Cars are most manufacturers' "loss leader" Trucks are profit.
In many ways you can look at PCs similarly. But that doesn't make sense, does it?

Ok, I won't deny that Apple, like anybody else, will have the occasional 'lemon.' What you overlook is that while that MacBook may be "overheating", what you have is a massive heat sink drawing the heat away from the components and thus protecting them as compared to, as you put it, "... my cheap, plastic Sony." Then again, your complaint about the 'light leaking' displays seems to fade away as the device 'ages', merely pointing out that most of those products where people have complained are barely off the assembly line where the adhesives used aren't fully cured yet. For that matter, that 'light leakage' problem barely affects most users as the device is used in full daylight or a brightly-lighted office most of the time. Only somebody looking for defects with the intent to denigrate the product would even consider that a failure.

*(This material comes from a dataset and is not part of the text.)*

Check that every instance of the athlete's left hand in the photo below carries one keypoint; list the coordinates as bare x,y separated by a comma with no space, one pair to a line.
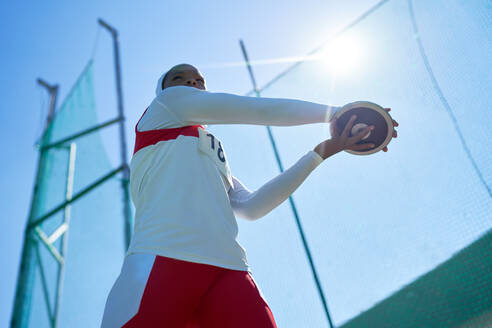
395,123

On the other hand, I'm fully aware of 'ghosting' and quite honestly I've seen it even on Apple's older displays. Quite honestly it's little different from the old CRT's 'ghosting' due to a high-contrast image sitting at one place on the display for any kind of significant time. This is why screen savers were originally created and honestly it's why they're still needed. Reducing the intensity or sharpness of the display would obviously reduce the ghosting. The retina display is only a higher-resolution display using the same old LED technology. Apple does tend to set the display to a high-contrast mode by default, which I will complain about, but merely reducing the brightness and the contrast by about 25% makes a huge difference in the level of ghosting. By the way, Apple's displays aren't the only ones that 'ghost', they're merely the ones people choose to make vocal complaints about as they try to denigrate the brand.

You are right; on average people don't know and don't care about the internals of their devices--they simply want them to work. That also means that a more reliable device will last longer for them. Which again means more overall savings. Since most laptops now are placed on some sort of cooling stand any more, that 'overheating' thing isn't nearly as bad as you'd like us to believe.

Oh, and that cars tangent? Cars themselves supposedly have razor-thin profit margins--if any. Trucks on the other hand have anywhere from 20% to 50% profit margin (depending on model and equipment) that means for most brands their trucks subsidize their cars and at least where I live trucks appear to be a good 30% of the traffic if not more. Part of this is obviously due to the less expensive construction (body on frame vs unibody) but they obviously don't need to be quite as tightly engineered simply because the truck has so much more room in the cab compared to most cars, which makes the engineering itself less expensive. True, trucks are becoming more popular as family vehicles, but they're still easier and cheaper to build as a result. Those headlights? Sealed-beam was a federal mandate back in the '50s and only for the US as far as I know. The models that went with plastic lenses and reflectors went to smaller but no less expensive replaceable bulbs that could still be user-replaced--if the user knew how to dismantle the assembly. It wasn't an attempt to force users to take it in for replacement, it was merely the user's ignorance of the procedure that made them take it in.